Demikian juga dalam penggunaan waktu. Begitu gampangnya orang-orang di negeri ini dengan sengaja mengulur waktu dari yang sudah mereka sepakati. Yang sedang menunggu, dengan santai berkata,”Biasa … jam karet …” Sedangkan yang ditunggu tidak merasa bersalah, sehingga hal itu tidak dianggap sebagai tanggung jawab. Atau dengan mudah berkata ‘maaf’, tetapi kesalahan itu terus diulangi. Berapa banyak orang yang kehilangan pekerjaan atau kesempatan, hanya karena menunda waktu? Berapa banyak orang yang kehilangan kepercayaan, karena tidak tepat waktu? Sedangkan para kapitalis begitu disiplin dan sangat menghargai waktu. Tak sedetikpun mereka lewatkan untuk terus meracuni pikiran-pikiran. Mengadakan pendidikan psikologi secara masif dan konsisten pada pengikutnya untuk mengembangkan kualitas diri, menyaingi kapitalis lain, serta menyerang psikologis orang-orang di sekitarnya, sehingga dengan cepat kapitalisme menyebar, meluas dan mengakar.
Transparansi dan
disiplin waktu, adalah modal kepercayaan.

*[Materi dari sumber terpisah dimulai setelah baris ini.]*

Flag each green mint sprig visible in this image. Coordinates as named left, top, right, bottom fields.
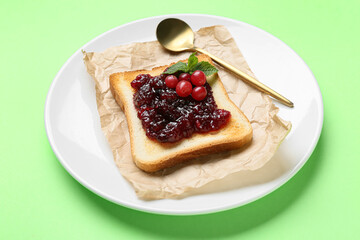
left=164, top=53, right=218, bottom=76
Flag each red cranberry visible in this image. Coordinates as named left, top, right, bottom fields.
left=179, top=73, right=191, bottom=82
left=191, top=70, right=206, bottom=86
left=165, top=75, right=179, bottom=88
left=191, top=86, right=207, bottom=101
left=176, top=80, right=192, bottom=97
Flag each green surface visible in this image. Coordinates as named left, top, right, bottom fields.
left=0, top=0, right=360, bottom=239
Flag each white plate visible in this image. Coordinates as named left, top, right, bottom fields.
left=45, top=14, right=323, bottom=214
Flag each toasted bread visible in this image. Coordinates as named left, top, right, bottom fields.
left=110, top=54, right=252, bottom=172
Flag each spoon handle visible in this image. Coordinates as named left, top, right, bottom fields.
left=193, top=47, right=294, bottom=107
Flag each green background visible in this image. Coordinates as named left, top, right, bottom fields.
left=0, top=0, right=360, bottom=239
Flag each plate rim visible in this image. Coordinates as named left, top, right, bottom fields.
left=44, top=13, right=324, bottom=215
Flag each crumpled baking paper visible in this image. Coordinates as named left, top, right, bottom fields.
left=84, top=26, right=291, bottom=200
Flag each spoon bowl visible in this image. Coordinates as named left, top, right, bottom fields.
left=156, top=18, right=194, bottom=52
left=156, top=18, right=294, bottom=107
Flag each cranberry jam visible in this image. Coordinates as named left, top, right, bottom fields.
left=131, top=74, right=231, bottom=142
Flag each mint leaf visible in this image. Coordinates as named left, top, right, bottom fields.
left=187, top=52, right=199, bottom=72
left=190, top=61, right=218, bottom=76
left=164, top=62, right=187, bottom=74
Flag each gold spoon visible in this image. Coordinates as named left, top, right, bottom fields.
left=156, top=18, right=294, bottom=107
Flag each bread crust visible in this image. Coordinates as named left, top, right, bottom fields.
left=110, top=54, right=252, bottom=172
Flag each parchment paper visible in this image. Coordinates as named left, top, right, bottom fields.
left=84, top=26, right=291, bottom=200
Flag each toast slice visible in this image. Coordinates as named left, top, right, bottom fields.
left=110, top=54, right=252, bottom=172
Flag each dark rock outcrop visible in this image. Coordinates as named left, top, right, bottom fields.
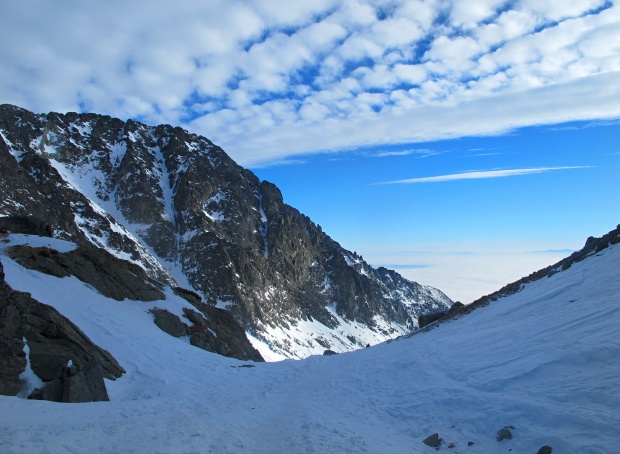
left=0, top=263, right=125, bottom=402
left=28, top=359, right=110, bottom=403
left=0, top=105, right=451, bottom=351
left=150, top=308, right=189, bottom=337
left=422, top=433, right=443, bottom=449
left=418, top=311, right=447, bottom=328
left=7, top=244, right=165, bottom=301
left=497, top=426, right=514, bottom=441
left=0, top=216, right=54, bottom=237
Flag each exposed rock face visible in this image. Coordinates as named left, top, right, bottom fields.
left=7, top=245, right=165, bottom=301
left=422, top=433, right=443, bottom=448
left=0, top=263, right=125, bottom=402
left=0, top=105, right=451, bottom=354
left=0, top=216, right=53, bottom=237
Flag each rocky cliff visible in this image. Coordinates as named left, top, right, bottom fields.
left=0, top=105, right=451, bottom=357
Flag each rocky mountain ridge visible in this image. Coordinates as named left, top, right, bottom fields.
left=0, top=105, right=452, bottom=357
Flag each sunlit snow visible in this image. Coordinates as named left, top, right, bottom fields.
left=0, top=236, right=620, bottom=454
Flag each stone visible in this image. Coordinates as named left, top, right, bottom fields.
left=7, top=245, right=166, bottom=301
left=422, top=433, right=443, bottom=448
left=0, top=255, right=125, bottom=402
left=149, top=308, right=189, bottom=337
left=0, top=104, right=451, bottom=355
left=418, top=311, right=447, bottom=328
left=497, top=426, right=514, bottom=441
left=0, top=216, right=54, bottom=237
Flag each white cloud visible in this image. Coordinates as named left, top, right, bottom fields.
left=377, top=166, right=591, bottom=184
left=0, top=0, right=620, bottom=165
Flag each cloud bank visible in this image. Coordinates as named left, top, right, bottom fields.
left=377, top=166, right=591, bottom=184
left=0, top=0, right=620, bottom=166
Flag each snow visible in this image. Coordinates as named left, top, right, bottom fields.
left=258, top=194, right=269, bottom=259
left=17, top=337, right=43, bottom=399
left=0, top=233, right=77, bottom=252
left=0, top=238, right=620, bottom=454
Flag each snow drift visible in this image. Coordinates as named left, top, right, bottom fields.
left=0, top=225, right=620, bottom=453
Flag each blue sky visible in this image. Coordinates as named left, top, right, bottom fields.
left=0, top=0, right=620, bottom=302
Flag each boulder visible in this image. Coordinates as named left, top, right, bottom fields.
left=149, top=307, right=189, bottom=337
left=0, top=263, right=125, bottom=402
left=28, top=359, right=110, bottom=403
left=422, top=433, right=443, bottom=448
left=0, top=216, right=54, bottom=237
left=7, top=245, right=166, bottom=301
left=497, top=426, right=514, bottom=441
left=418, top=311, right=446, bottom=328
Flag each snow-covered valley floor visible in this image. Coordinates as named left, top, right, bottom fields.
left=0, top=238, right=620, bottom=454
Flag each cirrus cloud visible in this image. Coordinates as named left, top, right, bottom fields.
left=0, top=0, right=620, bottom=166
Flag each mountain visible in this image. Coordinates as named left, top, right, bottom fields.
left=0, top=105, right=452, bottom=359
left=0, top=219, right=620, bottom=454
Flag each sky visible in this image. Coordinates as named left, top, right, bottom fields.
left=0, top=0, right=620, bottom=302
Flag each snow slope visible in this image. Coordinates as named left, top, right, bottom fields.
left=0, top=236, right=620, bottom=454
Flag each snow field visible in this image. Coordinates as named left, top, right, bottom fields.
left=0, top=236, right=620, bottom=454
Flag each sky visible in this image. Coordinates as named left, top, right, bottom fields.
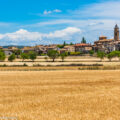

Sekecil apapun mengambil hak orang
lain dengan sengaja tanpa ijin, adalah korupsi.
***
Zi menghentikan aktivitasnya sejenak di depan komputer,
ketika Uda’ keluar membeli makanan. Menyandarkan tubuhnya di kursi, Zi
merasakan nyaman. Seperti berada dalam dekapan Uda’. Aneh, hanya
karena jaket Uda’ ditanggalkan pada tempat duduknya, yang tak biasanya
diletakkan di situ.
Juga ketika Uda’ menitipkan laptop di kamarnya, ia berteriak
girang dalam hati. Dipandangi terus benda itu. Hanya sebuah benda, kenapa bisa
membuatnya damai? Rasanya, seperti ada Uda’ di dekatnya.
Meski begitu, Zi tetap bersikap tenang. Dibiarkan tatapan
Uda’ terus menghujaninya. Bahkan Uda’ yang selalu ingin menunjukkan
kedatangannya dengan menyapa semua orang, Zi pura-pura tak mendengar. Tak
merubah posisi tubuhnya sedikitpun, atau sekedar menggulirkan bola matanya.
Uda’ kini jadi peduli dengan aktivitas Zi di depan komputer. Pura-pura lewat,
lalu melirik sebentar ke layar komputernya.
Kadang … aku tidak
perlu menggunakan mataku untuk melihat, ketika seluruh tubuhku telah menjadi
radar yang mampu menangkap setiap geraknya. Tapi entah … apakah yang aku maknai
itu seratus persen benar? Bahkan ada yang benar-benar tak mampu kuartikan.
Setiap aku memiliki agenda perjuangan dan harus meninggalkan markas, mata Uda’
tak lepas memandangiku hingga aku menghilang. Padahal dulu, hal itu tak pernah
sedikitpun mengusiknya. Kami datang dan pergi seperti angin lalu. Apakah itu
artinya, Uda’ tak rela kehilangan aku barang sejenak? Atau Uda’ ingin mengantar
kepergianku? Tentu menjadi aneh kalau tiba-tiba saja Uda’ menawarkan diri. Apa
Uda’ ingin aku memintanya? Ah, itu juga tak mungkin kulakukan selama aku masih ingat.
Dua tahun yang lalu, Uda’ pernah menolak ketika aku memintanya mengantar beli
elpiji. Uda’ hanya memberikan kunci motornya.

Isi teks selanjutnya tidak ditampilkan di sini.